O tenente Machado era oficial da reserva do Exército e servia no Paraná, na região da fronteira. O encontro dele com Fleury em Foz do Iguaçu ocorreu devido a “Operação Juriti” (operação sigilosa de Brasília autorizada pelo chefe do SNI general Figueiredo). O tenente Machado acabou incorporado à polícia militar de Mato Grosso, conforme a legislação do Governo de 1964, porque poderia se aposentar como oficial superior na PM.

Outro tenente da reserva e que foi nomeado tenente da PM atendendo ao pedido de oficiais do Exército foi Aramis Ramos Pedrosa. O tenente Aramis era de confiança dos coronéis que agiam nas sombras porque ele estava sempre disposto a cumprir ordens, e qualquer uma das “autorizadas por Brasília”. O tenente havia nascido no Paraná quando sua mãe tinha apenas 13 anos (seu pai morava em Minas Gerais), e ao invés de ser técnico em contabilidade viu oportunidade de melhorar de vida no Exército.

O delegado Fleury recebeu o tenente Machado um pouco afastado da cena do crime, onde a perícia estava (Fleury trouxe uma equipe de oito pessoas), e cedeu o binóculo para o tenente acompanhar o trabalho. O tenente Machado ficou tão emocionado que jurou a Fleury que se fosse ele a capturar o seqüestrador não conseguiria se segurar e o mataria. O crime chocou Campo Grande.

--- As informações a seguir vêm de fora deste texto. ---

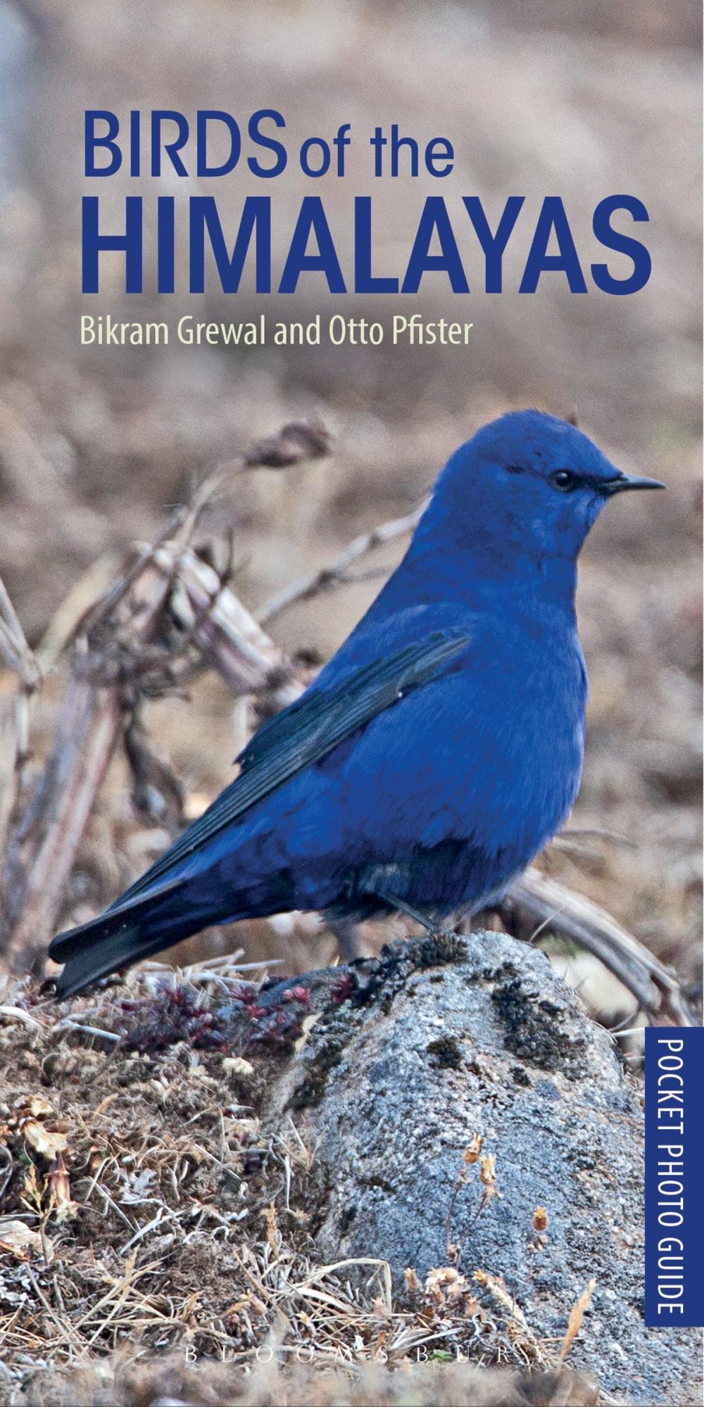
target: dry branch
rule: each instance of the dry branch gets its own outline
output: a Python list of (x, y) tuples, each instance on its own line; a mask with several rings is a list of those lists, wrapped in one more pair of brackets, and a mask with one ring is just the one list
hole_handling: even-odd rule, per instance
[(529, 924), (534, 936), (536, 929), (549, 927), (600, 958), (649, 1017), (673, 1026), (694, 1024), (673, 968), (665, 967), (591, 899), (531, 868), (510, 886), (507, 902), (514, 920)]
[(352, 563), (359, 561), (360, 557), (366, 557), (375, 547), (382, 547), (384, 543), (393, 542), (394, 537), (403, 537), (414, 530), (425, 511), (427, 501), (424, 499), (422, 504), (414, 508), (413, 512), (406, 514), (404, 518), (390, 518), (387, 522), (372, 528), (370, 532), (353, 537), (329, 566), (321, 567), (310, 577), (304, 577), (303, 581), (296, 581), (291, 587), (284, 587), (283, 591), (270, 597), (266, 605), (258, 612), (256, 619), (259, 625), (269, 625), (275, 616), (282, 615), (296, 601), (310, 601), (311, 597), (317, 597), (321, 591), (328, 591), (335, 584), (344, 585), (348, 581), (346, 571)]
[[(11, 972), (39, 968), (92, 806), (122, 725), (146, 681), (161, 678), (162, 688), (175, 682), (175, 657), (183, 651), (183, 643), (161, 646), (155, 644), (158, 637), (169, 629), (173, 633), (176, 625), (176, 633), (187, 644), (197, 644), (234, 692), (266, 695), (270, 711), (284, 708), (301, 692), (303, 685), (282, 651), (196, 556), (189, 540), (228, 474), (258, 466), (283, 469), (324, 454), (328, 447), (328, 435), (318, 424), (286, 425), (277, 436), (253, 445), (234, 466), (218, 467), (196, 491), (189, 508), (170, 519), (155, 543), (138, 552), (77, 620), (72, 602), (59, 633), (65, 633), (68, 622), (68, 629), (79, 635), (54, 746), (24, 816), (18, 819), (15, 805), (11, 827), (8, 819), (0, 877), (0, 951)], [(15, 718), (20, 775), (28, 756), (28, 698), (41, 671), (1, 582), (0, 651), (20, 680)], [(152, 771), (153, 761), (149, 760)]]

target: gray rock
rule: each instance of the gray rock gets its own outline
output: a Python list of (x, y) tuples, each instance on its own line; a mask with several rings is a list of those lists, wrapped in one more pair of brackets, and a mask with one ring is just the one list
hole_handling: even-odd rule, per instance
[[(422, 1280), (451, 1242), (467, 1279), (504, 1276), (553, 1352), (596, 1278), (570, 1363), (620, 1400), (701, 1401), (700, 1331), (643, 1325), (642, 1109), (608, 1033), (505, 934), (386, 954), (363, 1000), (328, 1006), (269, 1093), (272, 1119), (304, 1110), (320, 1138), (321, 1255), (380, 1256), (403, 1296), (406, 1268)], [(476, 1135), (500, 1192), (482, 1210), (480, 1165), (463, 1162)]]

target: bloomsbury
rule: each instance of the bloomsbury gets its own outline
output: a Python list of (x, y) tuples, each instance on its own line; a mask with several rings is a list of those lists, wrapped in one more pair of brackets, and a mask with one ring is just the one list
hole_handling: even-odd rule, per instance
[[(321, 196), (307, 193), (306, 186), (321, 176), (344, 182), (353, 141), (367, 156), (372, 187), (377, 180), (424, 176), (449, 180), (448, 198), (427, 196), (411, 221), (394, 229), (386, 222), (379, 231), (373, 196), (351, 193), (346, 205), (337, 198), (331, 222)], [(528, 248), (518, 293), (535, 293), (546, 277), (560, 279), (570, 293), (587, 293), (591, 286), (617, 295), (638, 293), (648, 283), (650, 255), (634, 227), (649, 217), (635, 196), (601, 196), (591, 231), (577, 238), (560, 196), (527, 201), (514, 194), (503, 210), (489, 212), (480, 196), (452, 191), (453, 169), (455, 148), (446, 136), (420, 141), (397, 124), (358, 138), (351, 122), (341, 122), (334, 132), (298, 142), (289, 138), (286, 118), (276, 108), (259, 108), (246, 127), (215, 108), (200, 110), (194, 121), (170, 110), (134, 110), (121, 120), (92, 108), (84, 114), (87, 180), (100, 186), (120, 173), (122, 182), (153, 179), (155, 189), (153, 197), (125, 194), (118, 215), (111, 201), (110, 217), (100, 194), (83, 197), (83, 293), (99, 293), (106, 252), (124, 257), (127, 293), (173, 293), (176, 287), (206, 293), (206, 279), (208, 287), (213, 280), (224, 293), (237, 293), (246, 276), (256, 293), (286, 294), (313, 276), (318, 288), (327, 284), (335, 294), (414, 294), (428, 274), (439, 274), (452, 293), (501, 293), (503, 259), (514, 239)], [(214, 196), (190, 194), (194, 180), (237, 182), (242, 172), (260, 180), (265, 193), (245, 196), (237, 217), (225, 224)], [(303, 194), (293, 215), (284, 217), (269, 189), (286, 172)], [(173, 194), (180, 180), (183, 194)], [(393, 274), (375, 267), (382, 235), (394, 248)], [(587, 239), (591, 253), (594, 245), (600, 248), (597, 259), (589, 256)], [(176, 248), (184, 245), (187, 267), (182, 270)], [(276, 260), (272, 246), (283, 248)]]

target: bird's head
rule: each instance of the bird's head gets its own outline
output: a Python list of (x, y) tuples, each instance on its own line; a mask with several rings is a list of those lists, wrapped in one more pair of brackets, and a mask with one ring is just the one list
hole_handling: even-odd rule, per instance
[(604, 504), (635, 488), (665, 488), (621, 473), (582, 431), (542, 411), (514, 411), (484, 425), (438, 477), (428, 528), (472, 543), (486, 570), (532, 561), (576, 563)]

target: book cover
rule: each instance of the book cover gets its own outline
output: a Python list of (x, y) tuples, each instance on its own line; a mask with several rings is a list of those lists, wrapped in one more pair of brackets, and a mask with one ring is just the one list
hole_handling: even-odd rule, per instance
[(0, 75), (1, 1400), (700, 1403), (698, 6)]

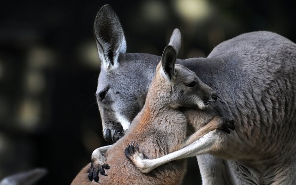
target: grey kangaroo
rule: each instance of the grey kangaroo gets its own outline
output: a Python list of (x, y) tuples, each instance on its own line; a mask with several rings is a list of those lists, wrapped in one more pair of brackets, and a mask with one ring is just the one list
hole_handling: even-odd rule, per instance
[[(234, 129), (233, 121), (217, 116), (185, 138), (187, 122), (179, 107), (198, 107), (204, 96), (213, 96), (216, 92), (202, 83), (194, 72), (178, 64), (175, 66), (176, 58), (175, 49), (167, 46), (156, 67), (143, 109), (133, 120), (128, 132), (106, 153), (107, 162), (112, 167), (107, 172), (112, 175), (101, 176), (100, 184), (180, 184), (185, 173), (184, 160), (169, 163), (145, 174), (129, 161), (124, 151), (128, 156), (141, 150), (149, 158), (159, 157), (193, 142), (207, 140), (214, 130), (229, 133), (229, 129)], [(95, 184), (87, 177), (89, 168), (87, 166), (77, 175), (72, 185)]]
[[(94, 31), (102, 64), (97, 102), (104, 138), (115, 142), (143, 108), (160, 57), (125, 53), (122, 29), (109, 5), (99, 12)], [(170, 43), (178, 53), (179, 30)], [(207, 142), (189, 145), (156, 162), (198, 154), (204, 185), (296, 184), (296, 44), (273, 33), (252, 32), (222, 42), (207, 58), (176, 62), (218, 93), (210, 110), (202, 110), (206, 99), (199, 110), (184, 109), (195, 130), (217, 114), (233, 120), (236, 129), (228, 137), (216, 133)], [(104, 156), (109, 147), (93, 153), (91, 179), (99, 172), (105, 174), (104, 168), (109, 167)], [(130, 157), (139, 169), (148, 171), (157, 166), (155, 160), (142, 157), (135, 151)], [(146, 166), (147, 160), (152, 160), (152, 166)]]

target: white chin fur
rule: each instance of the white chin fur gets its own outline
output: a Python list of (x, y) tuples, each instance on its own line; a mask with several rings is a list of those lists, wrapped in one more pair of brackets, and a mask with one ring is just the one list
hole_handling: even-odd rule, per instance
[(207, 108), (207, 106), (202, 101), (199, 102), (198, 104), (197, 104), (197, 106), (198, 107), (198, 109), (202, 110), (205, 109)]
[(125, 117), (123, 117), (119, 114), (116, 113), (115, 116), (117, 121), (120, 123), (120, 124), (122, 126), (123, 130), (125, 131), (129, 128), (130, 125), (131, 124), (131, 122), (127, 120), (127, 119), (126, 119)]

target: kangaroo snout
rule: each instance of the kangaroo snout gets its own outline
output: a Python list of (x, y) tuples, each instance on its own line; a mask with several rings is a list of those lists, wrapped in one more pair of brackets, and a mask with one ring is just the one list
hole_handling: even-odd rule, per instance
[(217, 95), (217, 92), (216, 91), (212, 92), (210, 95), (210, 98), (209, 98), (209, 101), (211, 102), (214, 102), (217, 100), (218, 96)]
[(215, 102), (218, 98), (217, 92), (216, 91), (212, 91), (208, 96), (205, 96), (204, 103), (205, 105), (209, 105), (212, 103)]

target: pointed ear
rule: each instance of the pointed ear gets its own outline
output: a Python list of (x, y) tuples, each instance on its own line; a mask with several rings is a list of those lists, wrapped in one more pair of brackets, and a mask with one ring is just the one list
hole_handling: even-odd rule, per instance
[[(161, 57), (162, 70), (161, 74), (164, 74), (166, 78), (170, 80), (176, 77), (175, 64), (176, 63), (176, 50), (173, 46), (168, 45), (164, 48)], [(163, 72), (163, 73), (162, 73)]]
[(174, 30), (168, 45), (173, 46), (178, 55), (181, 47), (181, 33), (178, 28)]
[(103, 69), (116, 69), (119, 54), (125, 53), (126, 43), (118, 18), (109, 4), (102, 7), (97, 14), (94, 30)]

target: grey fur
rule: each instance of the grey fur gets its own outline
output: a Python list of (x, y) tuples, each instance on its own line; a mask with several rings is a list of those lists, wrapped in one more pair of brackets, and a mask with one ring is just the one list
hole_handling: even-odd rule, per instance
[[(102, 71), (97, 93), (110, 87), (110, 101), (98, 99), (103, 124), (114, 119), (113, 111), (132, 120), (160, 59), (121, 53), (115, 70)], [(221, 133), (214, 155), (197, 157), (203, 184), (295, 184), (296, 44), (273, 33), (252, 32), (222, 42), (206, 58), (177, 63), (217, 90), (217, 106), (209, 113), (236, 124), (233, 134)], [(202, 126), (194, 119), (200, 111), (184, 112), (196, 129)]]

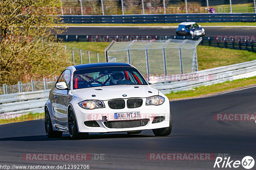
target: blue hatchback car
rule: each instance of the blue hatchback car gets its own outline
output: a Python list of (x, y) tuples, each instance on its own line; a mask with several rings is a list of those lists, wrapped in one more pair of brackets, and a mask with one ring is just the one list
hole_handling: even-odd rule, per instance
[(176, 31), (176, 35), (197, 37), (204, 36), (205, 32), (201, 25), (195, 22), (184, 22), (180, 23)]

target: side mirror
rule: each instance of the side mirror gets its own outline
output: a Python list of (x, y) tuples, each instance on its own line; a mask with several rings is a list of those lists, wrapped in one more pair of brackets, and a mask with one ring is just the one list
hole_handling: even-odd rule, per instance
[(155, 76), (150, 76), (148, 77), (148, 81), (150, 84), (156, 84), (158, 82), (158, 77)]
[(56, 84), (56, 88), (59, 90), (65, 90), (67, 89), (68, 88), (67, 86), (66, 82), (62, 82)]

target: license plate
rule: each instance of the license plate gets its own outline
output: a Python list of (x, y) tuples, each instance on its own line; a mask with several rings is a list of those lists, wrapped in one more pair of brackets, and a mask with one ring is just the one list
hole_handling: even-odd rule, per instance
[(137, 118), (140, 117), (140, 114), (139, 111), (116, 113), (115, 113), (115, 119)]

O que o delegado tinha no momento era carta, escrita em máquina de escrever, e a atribuía a dois tipos. A forma como foi escrita era de um advogado porque parecia um contrato civil, com obrigações e punições. Também poderia ter sido escrita por um oficial militar devido a detalhes técnicos encontrado em manuais militares. A busca seria feita entre advogados do Banco da Financial, da família Coelho, e entre a PM. O delegado Fleury estava focado na PM porque na carta se usava muito a palavra “senhoria”, mais usual entre o oficialato e porque havia instruções que apenas a polícia poderia dar porque falava em punição ao seqüestrado caso fossem usados equipamentos de rastreamento e radiocomunicação.

O crime foi solucionado em duas semanas. Em verdade na mesma semana o delegado Fleury já conhecia os personagens da trama e apenas começou a segui-los. Ainda na segunda-feira o delegado mandou vasculhar contratos de aluguel e compra de casas, no cartório e classificados de jornais (para localizar o cativeiro), e também mandou chegar os pedidos de licenças requisitados no banco, na Polícia Militar e no Exército. Nos dias seguintes apareceram duas testemunhas que contaram tudo.